Estimations and Constraints
Since this system will be read-heavy, redirection requests are expected to outnumber URL shortening requests by a significant margin. Let’s assume a 100:1 read-to-write ratio.
Traffic Estimates:
- If we anticipate 600M new URLs shortened monthly, we can expect around 60B redirections within the same period.
- Per-second requests:
- Shorten requests: ~230 URLs/s
- Redirect requests: ~23K/s
Storage Estimates:
- Over five years, with 600M new URLs monthly, the system would store 36B URLs:
600M × 12 months × 5 years = 36B
- Assuming each stored object requires 600 bytes (metadata included), storage needs are approximately 21.6TB:
36B × 600 bytes = 21.6TB
Bandwidth Estimates:
- Write Operations: With 230 new URLs shortened per second, the incoming data is roughly 138KB/s:
230 × 600 bytes = 138KB/s
- Read Operations: With ~23K redirects per second, the outgoing data is approximately 13.8MB/s:
23K × 600 bytes = 13.8MB/s
Memory Estimates:
- To cache frequently accessed (hot) URLs, we assume 20% of the URLs handle 80% of the traffic.
- For 23K requests per second, daily traffic would be ~2B requests:
23K × 3600 seconds × 24 hours = 2B
- Caching 20% of these requests requires ~240GB of memory:
0.2 × 2B × 600 bytes = 240GB
Summary of High-Level Estimates:
Defining The APIs
We can use REST APIs. Below are potential definitions for creating and deleting URLs:
createURL(api_dev_key, original_url, custom_alias=None, expire_date=None)
Parameters:
api_dev_key
(string): The API developer key of a registered account. This is used for authentication and throttling users based on their allocated quota.original_url
(string): The original URL to be shortened.custom_alias
(string): Optional custom key for the URL.expire_date
(string): Optional expiration date for the shortened URL.
Returns:
- A successful request returns the shortened URL. Otherwise, an error code is returned.
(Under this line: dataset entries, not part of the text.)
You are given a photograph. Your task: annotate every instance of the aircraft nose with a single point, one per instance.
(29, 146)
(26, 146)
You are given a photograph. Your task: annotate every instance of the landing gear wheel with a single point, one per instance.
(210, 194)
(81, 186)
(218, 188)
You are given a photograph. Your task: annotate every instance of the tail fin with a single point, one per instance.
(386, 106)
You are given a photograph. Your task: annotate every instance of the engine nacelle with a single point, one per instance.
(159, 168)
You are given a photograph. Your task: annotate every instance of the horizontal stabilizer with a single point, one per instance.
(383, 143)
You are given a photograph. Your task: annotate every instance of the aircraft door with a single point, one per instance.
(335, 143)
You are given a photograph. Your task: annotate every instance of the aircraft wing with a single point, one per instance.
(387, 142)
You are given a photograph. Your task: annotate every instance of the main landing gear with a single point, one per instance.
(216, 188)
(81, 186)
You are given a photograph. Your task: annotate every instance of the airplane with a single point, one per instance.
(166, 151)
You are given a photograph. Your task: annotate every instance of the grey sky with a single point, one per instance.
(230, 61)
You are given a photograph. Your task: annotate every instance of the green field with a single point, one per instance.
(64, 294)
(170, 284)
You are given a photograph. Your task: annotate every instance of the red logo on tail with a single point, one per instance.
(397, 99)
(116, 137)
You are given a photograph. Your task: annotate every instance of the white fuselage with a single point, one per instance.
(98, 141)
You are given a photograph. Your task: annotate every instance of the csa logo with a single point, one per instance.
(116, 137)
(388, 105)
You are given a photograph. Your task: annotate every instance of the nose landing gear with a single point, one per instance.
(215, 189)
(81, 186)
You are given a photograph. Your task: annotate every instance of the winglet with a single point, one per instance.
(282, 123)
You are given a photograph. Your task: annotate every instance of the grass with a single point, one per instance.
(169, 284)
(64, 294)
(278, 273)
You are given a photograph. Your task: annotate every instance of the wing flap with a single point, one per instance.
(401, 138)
deleteURL(api_dev_key, url_key)
Parameters:
api_dev_key
(string): The API developer key of the registered user.url_key
(string): Represents the shortened URL to be deleted.
Returns:
- A successful request returns
URL Removed
.
Abuse Prevention:To prevent abuse, we can limit the number of URLs a user can create or access within a specified timeframe based on their api_dev_key
.
Database
Observations About the Data:
- The system will store billions of records.
- Each record will be small (less than 1KB).
- Records are generally independent, except when tracking which user created a URL.
- The system will be predominantly read-heavy.
Database Schema:
We would need two tables: one for storing URL mappings and another for user data.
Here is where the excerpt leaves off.